The Woodside Energy Group Ltd (ASX: WDS) share price has seen plenty of ups and downs over the past year. Energy prices are a key factor that influences the valuation of oil and gas ASX shares.
What's going on?
Supply and demand play an important role in energy prices, with geopolitical events sometimes causing spikes.
A couple of years ago, we saw what happened following the Russian invasion of Ukraine. More recently, there has been volatility amid the Israel and Gaza war.
The most recent concern from the Middle East has been Houthis in Yemen launching attacks on Red Sea cargo ships. Not only does this mean ships have to travel further to avoid trouble spots, but it also raises the prospect of a possible wider conflict escalation. This follows retribution attacks by the United States and the United Kingdom against the Houthis.
According to reporting by various media, including the BBC, Iran's navy has seized a US-linked oil tanker in the Gulf of Oman.
Does this matter for the Woodside share price?
Within the ASX share market here in Australia, worrisome macroeconomic events don't always have a noticeable impact on the profitability or operations of those businesses. Therefore, short-term share price falls can be opportunities to buy stocks at a cheaper price.
However, stocks linked to commodities are extremely dependent on the resource price for their profits, so a change in energy prices is important for Woodside shares.
Production costs don't change much month to month, so a rise in revenue is largely extra profit, while a revenue drop typically cuts into net profit.
Therefore, conflict in the Middle East may well send energy prices higher, which could help Woodside shares.
What are prices doing now?
Energy prices have been retreating over the last few months, just like the Woodside share price which is down 14% since 18 October 2023. Why might this be?
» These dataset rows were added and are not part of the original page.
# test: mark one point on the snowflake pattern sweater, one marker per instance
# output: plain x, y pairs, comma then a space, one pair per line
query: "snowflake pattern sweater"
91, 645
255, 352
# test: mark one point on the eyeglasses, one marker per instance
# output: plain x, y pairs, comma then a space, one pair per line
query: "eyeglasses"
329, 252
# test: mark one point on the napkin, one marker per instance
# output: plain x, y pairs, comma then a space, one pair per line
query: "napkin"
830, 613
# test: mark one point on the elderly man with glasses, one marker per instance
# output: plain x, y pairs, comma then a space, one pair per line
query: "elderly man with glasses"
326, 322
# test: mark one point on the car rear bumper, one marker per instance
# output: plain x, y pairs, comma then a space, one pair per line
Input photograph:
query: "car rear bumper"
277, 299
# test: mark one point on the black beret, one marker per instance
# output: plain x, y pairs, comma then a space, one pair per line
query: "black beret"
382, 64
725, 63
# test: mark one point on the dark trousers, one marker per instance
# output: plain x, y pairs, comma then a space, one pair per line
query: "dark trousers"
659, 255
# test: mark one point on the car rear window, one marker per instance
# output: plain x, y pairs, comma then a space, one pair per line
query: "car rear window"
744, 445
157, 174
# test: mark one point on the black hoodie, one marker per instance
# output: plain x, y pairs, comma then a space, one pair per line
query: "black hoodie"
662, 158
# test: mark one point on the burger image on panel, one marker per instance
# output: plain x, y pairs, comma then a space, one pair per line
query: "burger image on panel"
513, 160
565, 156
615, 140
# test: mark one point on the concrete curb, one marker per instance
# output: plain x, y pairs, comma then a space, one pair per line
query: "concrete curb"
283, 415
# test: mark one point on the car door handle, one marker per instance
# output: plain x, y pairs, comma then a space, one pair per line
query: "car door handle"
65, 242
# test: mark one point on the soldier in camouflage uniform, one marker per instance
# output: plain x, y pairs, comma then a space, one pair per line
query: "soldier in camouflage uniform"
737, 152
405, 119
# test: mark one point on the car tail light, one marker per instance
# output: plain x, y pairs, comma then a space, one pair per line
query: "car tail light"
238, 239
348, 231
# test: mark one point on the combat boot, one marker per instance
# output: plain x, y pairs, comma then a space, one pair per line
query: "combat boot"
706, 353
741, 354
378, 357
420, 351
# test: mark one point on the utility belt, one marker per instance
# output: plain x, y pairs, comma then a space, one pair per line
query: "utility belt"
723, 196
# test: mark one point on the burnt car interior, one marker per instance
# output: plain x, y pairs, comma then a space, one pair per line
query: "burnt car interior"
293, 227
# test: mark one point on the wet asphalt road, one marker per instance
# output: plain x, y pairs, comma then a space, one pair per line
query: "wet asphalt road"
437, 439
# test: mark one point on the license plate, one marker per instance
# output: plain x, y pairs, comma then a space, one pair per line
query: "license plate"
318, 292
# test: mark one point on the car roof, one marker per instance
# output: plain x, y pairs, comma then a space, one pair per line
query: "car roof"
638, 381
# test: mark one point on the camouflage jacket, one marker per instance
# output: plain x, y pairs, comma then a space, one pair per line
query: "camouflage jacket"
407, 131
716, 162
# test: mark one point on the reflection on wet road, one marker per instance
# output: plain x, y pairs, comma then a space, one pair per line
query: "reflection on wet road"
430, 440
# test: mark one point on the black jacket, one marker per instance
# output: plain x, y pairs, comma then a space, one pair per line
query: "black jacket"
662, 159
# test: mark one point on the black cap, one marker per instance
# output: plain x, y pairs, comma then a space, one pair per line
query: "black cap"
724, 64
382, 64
Oil-producing countries have increased production, namely Iraq, Angola and Nigeria, according to Reuters.
OPEC countries increased production by around 70,000 barrels in December compared to November. More supply without an increase in demand usually means lower energy prices.
Is the Woodside share price a buy?
Broker Jarden Securities cut Woodside to underweight with a price target of $29, according to The Australian. That implies a possible fall of around 9% over the next year.
With a commodity-based business that normally goes through cycles, I think a good time to invest is near the bottom of the cycle. I'm not sure when significant weakness will come or how low it will go.
For now, I think other ASX resource shares (or non-resource ASX shares) could be better investments for now.